A really simple expansion of this idea of helping out with defining what function is the main function, is to pass in sys.argv and to return a value to signify exit status: sys.exit(func(sys.argv[1:])). So now you have made the decorator more useful than replacing the old __name__ idiom.

But while that is nice and helps deal with the very common case, I wanted more. Why can't you introspect on the arguments the function takes and use that to automatically generate a command-line parser? I did a search and the best I could find is entrypoint, but it doesn't go far enough for me. What I want is to use the full expressiveness of function parameters in Python to express as much about what should/could be given on the command-line along with passing in as little as possible to the decorator in order to replicate the common case of command-line parsing; think just as easy as getopt but more powerful by using as much of argparse as you can without coming up with complicated rules about how things should work (since once you pass a certain complexity threshold you should just build the argument parser using argparse's API directly and stop trying to optimize for it like I'm suggesting).

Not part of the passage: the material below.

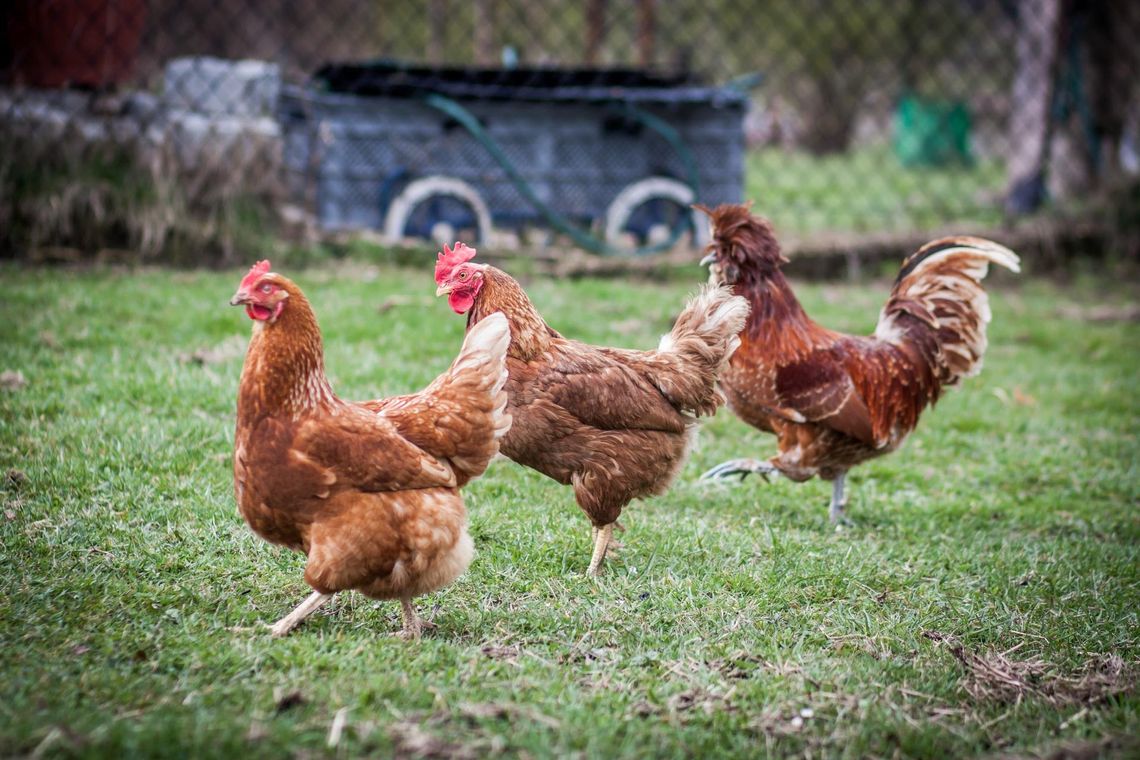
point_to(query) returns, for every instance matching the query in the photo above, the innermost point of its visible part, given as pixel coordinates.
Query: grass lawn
(733, 622)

So what do we have at our disposal to build such a decorator? We have positional arguments so we know how many arguments are required without some specific qualifier. We have variable positional arguments (e.g. *args) to take an optional number of extra arguments at the end of the command-line. We have keyword arguments which are optional flags that one can specify. You could even have variable keyword arguments for major flexibility, but that just seems like a total lack of structure the CLIs just don't typically provide. With all of that you can reproduce getopt without any issue for long-form names. For short names, I would say you need to pass in a mapping of short names to long names into the decorator. Same goes for long names to help string (you can use the function's docstring for the main help for the app itself).

But where things get really interesting is when you take into consideration function annotations. That opens up the possibility of going beyond getopt and potentially supporting argparse's action, nargs, and type options. Take the type option as an example. You could say limit:int=10 to have a command-line option called --limit which only accepted an integer and defaulted to 10.  This obviously could also work with float or any other type where you can just pass in a string to the constructor to get back an instance of the type. So you have a general case which can be useful, but you can you potentially special-case some things to get enhanced functionality where it doesn't make sense to simply take in a string?

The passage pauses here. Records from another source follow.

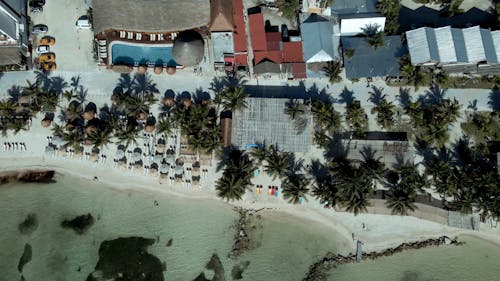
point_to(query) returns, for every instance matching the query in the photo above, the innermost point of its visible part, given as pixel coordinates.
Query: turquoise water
(282, 247)
(136, 54)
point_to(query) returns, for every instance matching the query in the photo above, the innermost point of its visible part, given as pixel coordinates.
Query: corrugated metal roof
(292, 52)
(473, 44)
(418, 45)
(264, 121)
(452, 45)
(257, 32)
(317, 42)
(239, 33)
(445, 48)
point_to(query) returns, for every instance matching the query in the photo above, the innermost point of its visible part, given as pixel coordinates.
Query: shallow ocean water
(283, 247)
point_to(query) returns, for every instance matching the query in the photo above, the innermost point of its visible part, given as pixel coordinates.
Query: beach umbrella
(119, 154)
(179, 170)
(164, 168)
(136, 157)
(170, 158)
(157, 158)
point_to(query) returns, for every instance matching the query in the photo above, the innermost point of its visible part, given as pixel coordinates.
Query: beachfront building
(162, 33)
(13, 32)
(221, 34)
(320, 44)
(264, 121)
(468, 50)
(353, 16)
(389, 147)
(362, 60)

Lists pose an interesting option as argparse provides both nargs for specifying the number of arguments to a single option, or the append action for accepting multiple instances of the same option and accumulating them. In my mind both can be expressed in a way that I think makes sense but some might view as too magical. If you specify names:list=[], then that supports the append action, e.g. --names Brett --names Andrea leads to names being set to ['Brett', 'Andrea']. But if you were to do names:['+']=[], then that would get the same result from --names Brett Andrea. In other words, the list type specifies the append action while a list instance specifies using the nargs option with the single item in the list acting as the value to set to nargs.

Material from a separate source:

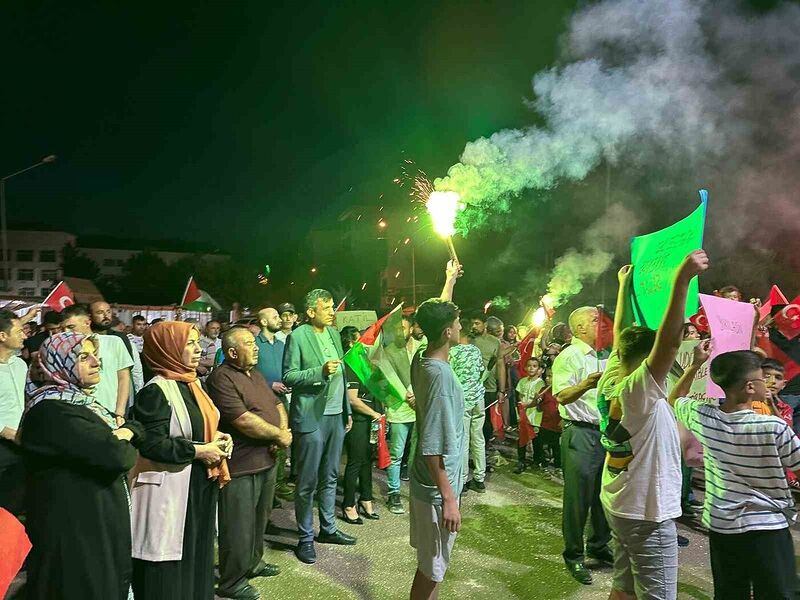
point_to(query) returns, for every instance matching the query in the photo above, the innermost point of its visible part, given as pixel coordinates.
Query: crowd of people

For booleans, I would want the use of the bool type to mean use either the store_true or store_false action based on what the default argument was. So turn_on:bool=True would use the store_false action since the argument is meant to be a boolean and it's default value is True, meaning that if the option was specified it represents the reverse.

Finally, the tricky bit is for files since that is a common command-line argument and you might as well open the file and close it for the function. The solution argparse uses is a specific FileType class where you can pass specific arguments to use when opening the file. The problem is that it doesn't support everything open() does, e.g. encoding. So what I would want to do instead is provide a partial function that took everything but the file path and then when it came time to call the main function, passed in the file path to the partial function, passed the returned file to contextlib.closing(), and then passed it on to the main function. You could even generalize a lot of this and simply say that whatever is specified as the function annotation, if it isn't a special-case like lists, then you call the annotation with what came from the command-line and if it provides a context manager it is used before calling the main function.

So those are my thoughts on using function parameters as a DSL for getopt++/argparse-- functionality on a Saturday morning. Honestly the most complicated bit would be constructing the arguments to pass to the main function in the right order, otherwise it's just introspecting on a function's parameters and making the proper call to argparse. But then again the real question is whether anyone thinks this at all sounds reasonable enough to code it up.